Sayuri glared at him. “I know not.”
“It didn’t. Turn. A profit,” Persimmon said. His sonorous voice burst into a roar. “We can’t organize as a species unless some fucking clan makes money from it!”
“Y-You’re a royalist?” Sayuri said.
“No. No. Of course not,” he said, calming just as quickly. “The Emperor is impotent and decadent. The whole Imperial family is. They’re even more pathetic than the conglomerates, who at least have the will to change the world, even if it’s to make the world more stupid, frivolous, and degenerate. No. I want a Kaihon Empire that resembles the gunsei governments of old. Ruled by men who know how to act and how to make tough decisions. Loyal men, capable of sacrifice. Honorable men.”

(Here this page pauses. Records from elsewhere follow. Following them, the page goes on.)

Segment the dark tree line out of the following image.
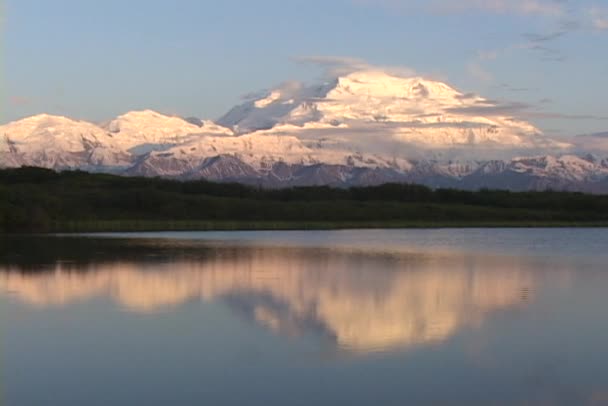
[0,167,608,232]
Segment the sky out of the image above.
[0,0,608,137]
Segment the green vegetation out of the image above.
[0,167,608,232]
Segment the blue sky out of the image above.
[0,0,608,136]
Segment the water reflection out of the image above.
[0,241,540,352]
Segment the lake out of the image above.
[0,228,608,406]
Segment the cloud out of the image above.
[446,100,608,120]
[9,96,32,106]
[467,60,494,83]
[431,0,564,17]
[589,7,608,30]
[293,55,416,77]
[353,0,565,17]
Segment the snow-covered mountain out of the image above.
[0,70,608,193]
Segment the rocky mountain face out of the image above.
[0,71,608,193]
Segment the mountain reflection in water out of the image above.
[0,239,548,352]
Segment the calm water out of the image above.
[0,229,608,406]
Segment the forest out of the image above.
[0,167,608,233]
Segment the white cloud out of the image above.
[293,55,416,77]
[353,0,565,17]
[589,7,608,30]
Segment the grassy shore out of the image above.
[48,220,608,233]
[0,168,608,233]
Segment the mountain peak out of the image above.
[336,70,460,99]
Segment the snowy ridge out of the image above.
[0,70,608,193]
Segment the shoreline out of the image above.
[0,220,608,235]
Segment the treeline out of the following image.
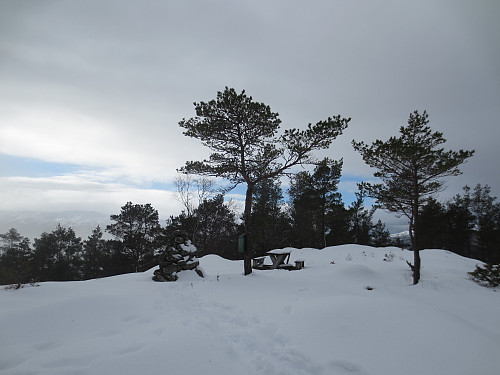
[0,177,500,285]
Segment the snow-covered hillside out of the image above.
[0,245,500,375]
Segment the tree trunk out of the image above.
[243,184,253,276]
[413,249,420,285]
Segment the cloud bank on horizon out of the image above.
[0,0,500,220]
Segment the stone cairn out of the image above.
[153,232,203,281]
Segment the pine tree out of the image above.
[106,202,161,272]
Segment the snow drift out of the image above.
[0,245,500,375]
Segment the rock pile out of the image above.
[153,232,203,281]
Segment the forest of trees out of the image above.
[0,181,500,285]
[0,87,500,285]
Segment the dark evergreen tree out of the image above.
[33,224,83,281]
[443,186,475,257]
[289,158,342,249]
[471,184,500,263]
[179,87,350,275]
[194,194,238,259]
[370,219,392,247]
[252,179,290,256]
[419,197,447,249]
[106,202,161,272]
[82,225,109,279]
[348,184,376,245]
[0,228,32,287]
[352,111,474,284]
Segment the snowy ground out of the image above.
[0,245,500,375]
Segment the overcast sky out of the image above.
[0,0,500,231]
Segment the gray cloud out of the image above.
[0,0,500,223]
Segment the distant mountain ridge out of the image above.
[0,210,111,241]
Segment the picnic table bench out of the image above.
[252,249,304,271]
[267,249,293,270]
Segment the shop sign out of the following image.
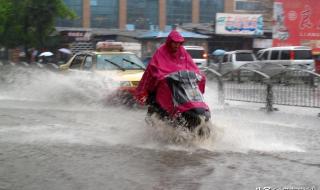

Milly’s chest heaved with fear, but she found the strength to ask, “men like you?”
He turned to her.
“Men like me,” he replied.
Milly raised her pistol and fired. Bullets slammed into Persimmon’s chest and the suited gorilla laughed. Shrugging his overcoat off, he stood bare-chested in the cold winds save a black vest with two craters in it. He grabbed and twisted the wrist that held the offending pistol.
“For a savage, you have a warrior’s spirit, but I can’t have you doing that.”
Persimmon’s other hand raised the barrel of his magnum up to Milly’s arm and fired, blowing it off at the elbow. Milly wailed in pain. Sayuri gasped in horror. Thomas stood at attention, awaiting orders.